Materials and methods:
A total of 50 patients (male:female, 33:17; mean age, 49 years) who underwent 50 SAEs between 1998 and 2011 were retrospectively studied. The procedure indications included aneurysm or pseudoaneurysm (n=15), gastric variceal hemorrhage (n=15), preoperative reduction of surgical blood loss (n=9), or other (n=11). In total, 22 procedures were elective, and 28 procedures were urgent or emergent. The embolic agents included coils (n=50), gelatin sponges (n=15), and particles (n=4). The measured outcomes were the technical success of the procedure, efficacy, side effects, and the 30-day morbidity and mortality rates.
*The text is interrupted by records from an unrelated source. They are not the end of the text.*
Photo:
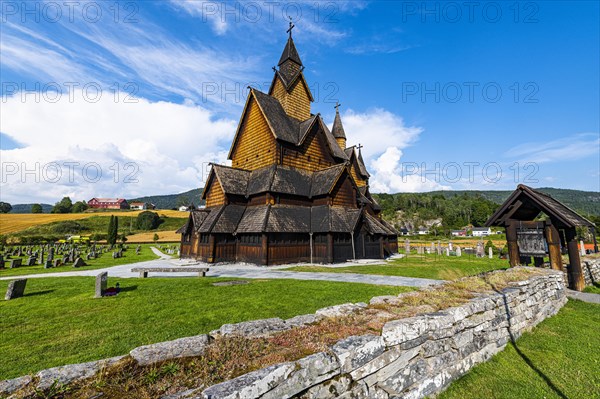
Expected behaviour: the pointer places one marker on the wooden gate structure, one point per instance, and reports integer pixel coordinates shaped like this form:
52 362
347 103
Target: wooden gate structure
527 237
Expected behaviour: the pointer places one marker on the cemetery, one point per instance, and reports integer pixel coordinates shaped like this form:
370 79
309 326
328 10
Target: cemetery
291 281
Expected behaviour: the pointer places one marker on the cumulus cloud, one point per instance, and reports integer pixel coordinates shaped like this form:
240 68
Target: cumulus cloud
383 156
140 147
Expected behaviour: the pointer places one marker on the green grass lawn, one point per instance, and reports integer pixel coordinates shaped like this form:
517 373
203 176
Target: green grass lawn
559 359
423 266
59 322
105 260
593 289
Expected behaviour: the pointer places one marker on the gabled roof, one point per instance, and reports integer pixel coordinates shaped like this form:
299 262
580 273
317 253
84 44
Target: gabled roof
232 181
324 180
526 203
284 127
338 129
290 53
360 163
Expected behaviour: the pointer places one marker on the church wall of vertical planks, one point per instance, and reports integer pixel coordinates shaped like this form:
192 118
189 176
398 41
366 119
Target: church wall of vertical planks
294 191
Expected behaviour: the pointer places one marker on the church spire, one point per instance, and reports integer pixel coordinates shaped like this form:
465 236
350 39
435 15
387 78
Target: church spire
338 129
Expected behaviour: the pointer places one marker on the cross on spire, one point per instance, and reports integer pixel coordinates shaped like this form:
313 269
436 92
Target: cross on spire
291 27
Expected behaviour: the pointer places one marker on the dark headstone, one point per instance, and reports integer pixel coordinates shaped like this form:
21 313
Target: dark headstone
101 284
16 288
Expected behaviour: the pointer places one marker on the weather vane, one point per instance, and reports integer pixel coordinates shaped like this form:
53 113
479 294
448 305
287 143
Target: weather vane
291 26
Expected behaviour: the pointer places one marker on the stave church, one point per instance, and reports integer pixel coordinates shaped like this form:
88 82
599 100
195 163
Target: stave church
295 191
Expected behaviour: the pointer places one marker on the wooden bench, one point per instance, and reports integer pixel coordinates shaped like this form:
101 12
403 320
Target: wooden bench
145 270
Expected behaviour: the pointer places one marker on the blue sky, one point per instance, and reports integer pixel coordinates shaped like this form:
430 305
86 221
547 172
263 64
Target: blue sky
434 91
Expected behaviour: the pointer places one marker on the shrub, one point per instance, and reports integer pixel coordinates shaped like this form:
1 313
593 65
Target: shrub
148 220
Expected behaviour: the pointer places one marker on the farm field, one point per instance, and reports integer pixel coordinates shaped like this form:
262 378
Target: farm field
15 222
422 266
59 322
559 359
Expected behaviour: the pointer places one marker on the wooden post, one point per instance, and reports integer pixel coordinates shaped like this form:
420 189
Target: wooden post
329 248
576 280
265 249
210 258
513 247
553 240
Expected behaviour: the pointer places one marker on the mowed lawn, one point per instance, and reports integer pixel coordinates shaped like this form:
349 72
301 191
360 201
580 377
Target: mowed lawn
105 260
422 266
560 358
59 322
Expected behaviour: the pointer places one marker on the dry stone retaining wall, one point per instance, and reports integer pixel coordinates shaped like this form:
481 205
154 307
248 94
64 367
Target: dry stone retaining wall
413 358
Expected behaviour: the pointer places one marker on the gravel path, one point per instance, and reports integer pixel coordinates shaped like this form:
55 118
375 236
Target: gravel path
243 271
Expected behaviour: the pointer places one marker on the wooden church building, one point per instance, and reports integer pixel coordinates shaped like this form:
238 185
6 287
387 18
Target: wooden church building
295 192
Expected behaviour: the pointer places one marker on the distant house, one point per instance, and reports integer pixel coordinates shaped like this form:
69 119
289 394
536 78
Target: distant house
481 231
108 203
141 205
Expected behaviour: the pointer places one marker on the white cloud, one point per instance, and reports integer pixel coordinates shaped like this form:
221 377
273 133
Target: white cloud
155 143
383 154
388 175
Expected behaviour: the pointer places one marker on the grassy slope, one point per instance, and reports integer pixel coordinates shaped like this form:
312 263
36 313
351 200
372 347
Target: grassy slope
427 266
58 321
562 351
105 260
11 222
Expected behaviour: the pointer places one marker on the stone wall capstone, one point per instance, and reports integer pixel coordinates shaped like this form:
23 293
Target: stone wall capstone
414 357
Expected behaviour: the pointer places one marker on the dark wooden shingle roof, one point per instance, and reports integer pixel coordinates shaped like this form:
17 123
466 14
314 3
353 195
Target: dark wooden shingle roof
525 203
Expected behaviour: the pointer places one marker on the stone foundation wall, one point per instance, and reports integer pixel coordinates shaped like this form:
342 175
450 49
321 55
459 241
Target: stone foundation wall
591 270
413 357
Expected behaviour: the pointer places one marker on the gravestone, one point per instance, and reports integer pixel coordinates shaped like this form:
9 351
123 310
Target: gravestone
16 288
480 250
101 284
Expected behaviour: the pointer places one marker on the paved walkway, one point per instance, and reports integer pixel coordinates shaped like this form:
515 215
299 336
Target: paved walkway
584 296
238 270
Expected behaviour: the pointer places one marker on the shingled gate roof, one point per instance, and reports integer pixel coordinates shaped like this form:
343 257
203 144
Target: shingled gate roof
526 203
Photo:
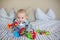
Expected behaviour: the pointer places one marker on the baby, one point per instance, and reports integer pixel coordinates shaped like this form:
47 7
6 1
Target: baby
22 20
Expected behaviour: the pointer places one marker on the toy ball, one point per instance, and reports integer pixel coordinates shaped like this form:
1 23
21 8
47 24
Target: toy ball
47 32
16 34
22 31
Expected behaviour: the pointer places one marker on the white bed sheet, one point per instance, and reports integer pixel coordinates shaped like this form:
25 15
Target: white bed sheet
52 26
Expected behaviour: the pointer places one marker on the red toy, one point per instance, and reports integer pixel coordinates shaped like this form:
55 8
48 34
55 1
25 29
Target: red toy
13 24
22 31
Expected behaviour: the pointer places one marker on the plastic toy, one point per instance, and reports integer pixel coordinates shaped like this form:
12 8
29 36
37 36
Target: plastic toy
16 34
31 35
22 31
38 31
12 25
47 32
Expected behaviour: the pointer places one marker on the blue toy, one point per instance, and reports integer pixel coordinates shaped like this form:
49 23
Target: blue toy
16 34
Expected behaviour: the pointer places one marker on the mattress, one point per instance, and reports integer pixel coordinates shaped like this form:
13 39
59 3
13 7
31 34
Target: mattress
52 26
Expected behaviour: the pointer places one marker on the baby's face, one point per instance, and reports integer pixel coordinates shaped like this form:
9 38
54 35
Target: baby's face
21 17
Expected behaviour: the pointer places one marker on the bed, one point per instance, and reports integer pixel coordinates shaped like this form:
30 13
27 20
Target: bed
52 26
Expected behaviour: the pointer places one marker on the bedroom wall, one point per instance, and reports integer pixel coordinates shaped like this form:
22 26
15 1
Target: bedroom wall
33 4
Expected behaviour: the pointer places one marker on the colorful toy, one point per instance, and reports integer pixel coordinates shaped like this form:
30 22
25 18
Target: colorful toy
22 31
47 32
38 31
16 34
31 35
12 25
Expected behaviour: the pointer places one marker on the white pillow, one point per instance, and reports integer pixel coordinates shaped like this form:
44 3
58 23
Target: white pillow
12 13
40 15
4 18
51 14
3 12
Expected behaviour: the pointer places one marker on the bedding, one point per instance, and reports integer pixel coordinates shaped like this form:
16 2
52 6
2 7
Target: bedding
51 14
52 26
40 15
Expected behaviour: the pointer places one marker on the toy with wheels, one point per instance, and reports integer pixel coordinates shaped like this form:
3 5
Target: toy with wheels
22 31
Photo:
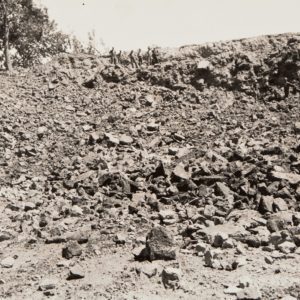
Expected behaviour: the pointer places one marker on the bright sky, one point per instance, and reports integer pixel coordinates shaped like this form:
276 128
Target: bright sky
132 24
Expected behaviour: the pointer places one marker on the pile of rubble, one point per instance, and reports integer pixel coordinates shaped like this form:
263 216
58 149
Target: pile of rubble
197 155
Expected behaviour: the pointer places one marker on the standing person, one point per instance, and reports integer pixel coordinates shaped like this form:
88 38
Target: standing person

All embolizations were technically successful. The procedure efficacy was 90%; five patients (10%) had a recurrent hemorrhage requiring a secondary intervention. Side effects included hydrothorax (n=26, 52%), thrombocytosis (n=16, 32%), thrombocytopenia (n=13, 26%), and postembolization syndrome (n=11, 22%). Splenic infarcts occurred in 13 patients (26%). The overall and procedure-specific 30-day morbidity rates were 38% (19/50) and 14% (splenoportal thrombosis, 3/50; encapsulated bacterial infection, 1/50; splenic abscess, 1/50; femoral hematoma requiring surgery, 1/50; hydrothorax requiring drainage, 1/50). The overall and procedure-specific 30-day mortality rates were 8% (4/50) and 0%. The multivariate analysis showed that advanced patient age (P = 0.037), postprocedure thrombocytopenia (P = 0.008), postprocedure hydrothorax (P = 0.009), and the need for a secondary intervention (P = 0.004) predicted the 30-day morbidity, while renal insufficiency (P < 0.0001), preprocedure hemodynamic instability (P = 0.044), and preprocedure leukocytosis (P < 0.0001) were prognostic factors for the 30-day mortality.
SAE was performed with high technical success and efficacy, but the outcomes showed nontrivial morbidity rates. Elderly patients with thrombocytopenia and hydrothorax after SAE, and patients who require secondary interventions, should be monitored for complications.